The simple, truthful gesture
“I want the children of our country to have access to these stories. There’s a whole generation, maybe two, who haven’t seen them done just simply, as a tale. If they can be exposed to these plays at a very early age, then by the time they get to high school, it’s no big thing. Shakespeare’s not boring, or intimidating – he’s a good storyteller.”
Perhaps it’s Kim’s search for simplicity, for the honest, truthful gesture, as well as his interest in focusing squarely on a play’s larger moral questions, that have led him to reject performing the classics in updated versions. “I don’t like to see King Lear stepping out of a limousine, or Julius Caesar getting gunned down. Give me that rugged old king from the dark ages; give me Hamlet from his time-don’t make him a spoiled brat in modem terms.” He wants to be swept away into a world different from his own, and “Iet the story tell us that things haven’t changed. It’s much more interesting to recognize the differences. Then we can see more clearly the similarities to our own time.”
Raised on a flower farm in Hawaii, Kim was turned on to the classics after seeing Group Theatre veteran Morris Carnovsky play Shylock in San Diego. Years later, after attending the University of Hawaii and New York University, Kim had the chance to work with Carnovsky, who, then in his 90s, was still teaching and directing. He remains the greatest influence on Kim’s own work, conveying to him “an intense desire for the work to be truthful, something profoundly meaningful.” What’s the most important lesson he learned from Carnovsky? “Be simple.”
Along with two longtime friends and collaborators, Anne Occhiogrosso and Charles Bright, Kim founded the American Players Theatre in Spring Green, Wis. more than 15 years ago, in an effort to realize his dream of a repertory company that would live, work and train together, and present Shakespeare uncut and unadapted. The actors trained in tai chi, modern dance, martial arts, speech and acting; but when funding cuts came, the first thing to go was the training. Far from an added luxury, Kim sees this training as essential to nurturing a long-term commitment to the art of acting, especially in a modem world full of more lucrative possibilities for actors.
Now Kim is back in Hawaii with his partners at the Honolulu Theatre for Youth on a grant from the National Theatre Artists Residency Program, funded by The Pew Charitable Trusts and administered by Theatre Communications Group, and is launching one more fight to build a classical repertory company in Hawaii. But his work in the schools may be the most important and fulfilling for him to date. His company teaches drama by presenting a program of classical scenes in the schools, then explores them with the teachers and students.
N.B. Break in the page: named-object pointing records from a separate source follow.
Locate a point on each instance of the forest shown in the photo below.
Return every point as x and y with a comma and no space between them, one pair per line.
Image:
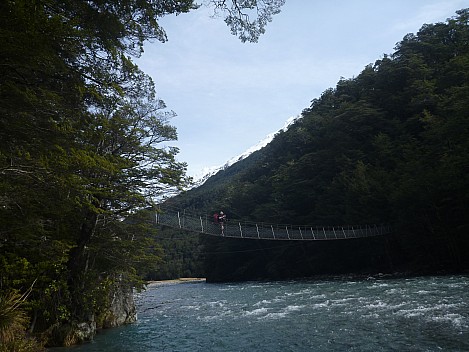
387,146
84,157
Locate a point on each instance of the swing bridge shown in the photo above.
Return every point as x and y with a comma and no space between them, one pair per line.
263,231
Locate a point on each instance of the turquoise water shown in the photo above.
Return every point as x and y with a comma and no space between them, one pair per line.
345,314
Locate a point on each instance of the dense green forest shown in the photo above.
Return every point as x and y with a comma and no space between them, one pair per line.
85,146
83,152
390,145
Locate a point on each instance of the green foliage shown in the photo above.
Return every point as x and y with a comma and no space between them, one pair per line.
13,321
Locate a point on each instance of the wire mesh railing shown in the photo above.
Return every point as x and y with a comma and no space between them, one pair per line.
251,230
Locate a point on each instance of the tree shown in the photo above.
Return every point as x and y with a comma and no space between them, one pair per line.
247,18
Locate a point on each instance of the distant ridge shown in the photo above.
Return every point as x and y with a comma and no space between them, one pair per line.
208,172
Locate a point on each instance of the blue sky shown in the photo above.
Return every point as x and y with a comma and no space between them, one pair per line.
229,95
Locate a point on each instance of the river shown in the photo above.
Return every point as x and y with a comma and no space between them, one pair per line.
341,314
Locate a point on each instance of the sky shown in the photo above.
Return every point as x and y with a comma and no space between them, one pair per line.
230,95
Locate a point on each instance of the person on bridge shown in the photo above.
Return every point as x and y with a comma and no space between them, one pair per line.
222,221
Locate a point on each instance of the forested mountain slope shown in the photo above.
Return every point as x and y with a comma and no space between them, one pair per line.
388,146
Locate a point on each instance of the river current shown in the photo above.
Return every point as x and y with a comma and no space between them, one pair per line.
342,314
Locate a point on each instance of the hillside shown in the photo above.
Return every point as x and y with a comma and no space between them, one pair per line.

Next year, they will mount three full productions.
“The stories excite the students to use their imaginations, and stimulate their curiosity,” Kim explains. “Storytelling is fundamental to our survival.” As both actor and teacher, Kim’s methods involve extensive research and total immersion in another time and place. In scene work, he encourages students to understand the dilemmas characters find themselves in, and to respond both rationally and emotionally.
A mask actor
Though he feels solidly committed to teaching, there are still a handful of roles Kim longs to play: Lear, Oedipus, Othello, Hecuba… Hecuba? “Aren’t we to encourage ourselves towards greater compassion and understanding of each other? What better way than by stepping into somebody else’s shoes? Why not Othello-or Medea? I don’t know that I could be better than an actress, but I would like the opportunity,… I’m a mask actor. When I don makeup, it’s to provide a home for the spirit of the character to enter into. It’s almost like mediumship, in a way. And the entire costume is my mask, not just the face.”
Tell a story, don a mask: There’s a purity at the heart of Kim’s beliefs that reaches back to the origins of drama itself. He expresses a sadness for what we’ve already lost as a society, but he conveys an even stronger hope for what humankind can achieve at its best. And as an eternal student, he is living proof of the value of education: “Every character I’ve played has taught me something about myself. The way I see it, I’m in training for the rest of my life. What I learn can never come to an end.”